Slashdot Mirror

← Back to Stories (view on slashdot.org)

Google's Obfuscated TCP

Posted by kdawson on from the shake-hands-when-you-say-that dept.

agl42 writes "Obfuscated TCP attempts to provide a cheap opportunistic encryption scheme for HTTP. Though SSL has been around for years, most sites still don't use it by default. By providing a less secure, but computationally and administratively cheaper, method of encryption, we might be able to increase the depressingly small fraction of encrypted traffic on the Internet. There's an introduction video explaining it."

8 of 392 comments (clear)

  1. Re:So, wait... by Anonymous Coward · · Score: 5, Informative

    It's not written by Google, it's just hosted by them. Big difference, misleading title.

  2. NOT GOOGLE by Zutroi_Zatatakowsky · · Score: 5, Informative

    This is not GOOGLE's Obfuscated TCP, this is a small one-man project HOSTED on Google Code.

    That guy's gonna get tons of traffic for what's maybe a good idea but not endorsed or supported by Google.

    --
    All Hail Discordia. Hail Eris. Fnord.
    1. Re:NOT GOOGLE by Plug · · Score: 5, Informative

      He's a Google employee..

      (Standard 20% time disclaimer etc)

  3. Re:Firefox isn't helping by Kjella · · Score: 5, Informative

    Per definition, then you're more than an eavesdropper. Then you're actively intercepting and rewriting the connection, which is a lot more complicated to do in volume plus detectable by comparing fingerprints. Whereas just copying the stream for the NSA is trivial and without detection possibility, but hey pick no security because the other is imperfect.

    --
    Live today, because you never know what tomorrow brings
  4. Re:Problem isn't computation... by syzler · · Score: 4, Informative

    he big barrier to ssl for small sites is cost - in some cases the cost of an ssl cert will exceed all other costs.

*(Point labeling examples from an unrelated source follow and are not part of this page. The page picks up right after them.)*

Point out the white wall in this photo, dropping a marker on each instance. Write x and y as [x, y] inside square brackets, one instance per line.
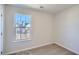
[1, 26]
[67, 29]
[41, 29]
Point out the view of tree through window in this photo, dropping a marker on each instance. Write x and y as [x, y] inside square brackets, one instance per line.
[23, 27]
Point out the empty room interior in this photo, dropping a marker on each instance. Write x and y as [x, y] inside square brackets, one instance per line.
[39, 29]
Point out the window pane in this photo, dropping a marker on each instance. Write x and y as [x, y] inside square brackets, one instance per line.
[22, 26]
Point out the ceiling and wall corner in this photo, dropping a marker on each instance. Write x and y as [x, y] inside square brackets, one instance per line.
[48, 8]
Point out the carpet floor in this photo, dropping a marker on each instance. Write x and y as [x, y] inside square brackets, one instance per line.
[52, 49]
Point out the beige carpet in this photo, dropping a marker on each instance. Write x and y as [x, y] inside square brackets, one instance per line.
[52, 49]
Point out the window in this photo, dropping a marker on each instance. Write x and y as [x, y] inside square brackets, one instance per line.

    I would disagree. One of the biggest barriers to implementing SSL on my sites is the lack of IP addresses. I only have two IP addresses, yet I host 16 web sites. My understanding is that HTTPS requires IP based virtuals which would prevent me from hosting more than two sites if I were to use SSL for all of my sites.

  5. Re:Problem isn't computation... by Timothy+Brownawell · · Score: 4, Informative

    My understanding is that HTTPS requires IP based virtuals

    Partly. There's a TLS extension that makes it work, but it looks like it doesn't work for IE on WinXP.

  6. Reinventing ancient history by PhilK · · Score: 5, Informative

    It's interesting how the same idea gets "reinvented" over and over. Opportunistic encryption using advertised DH public numbers is just such a thing.

    ObsTCP is just a reinvention of SKIP.

    See here via the Wayback Machine since the concept is long dead and buried.
    http://web.archive.org/web/20021129230049/http://www.skip-vpn.org/

  7. Re:what's wrong with ipsec? by Anonymous Coward · · Score: 5, Informative

    IPSec prevents its own widespread adoption in two ways:

    1) IPSec is very much about authenticating who you are talking to on the other end. If two nodes connect for the first time, with no previous knowledge, they have no way to authenticate the other is who they say they are. This is a failure to IPSec - you'll get no SAs, and most implementations will drop traffic that would've required that SA.

    2) The classic key exchange issue:
      a) You can authenticate a session using certs, but now you have the same problems as signed SSL certs, except that every host participating needs to have one and know about all the other nodes' CAs.
      b) You can instead opt to use a pre-shared key, but now you have to pre-share the key. This is fine when you are looking to secure specific traffic to a specific node.

    For uses that aren't affected by these downsides, IPSec is a hugely popular technology. VPNs between a branch and central office as well as remote access for roaming users are very popular. Of course in these cases you can very meaningfully authenticate the other end and the key exchange isn't a problem.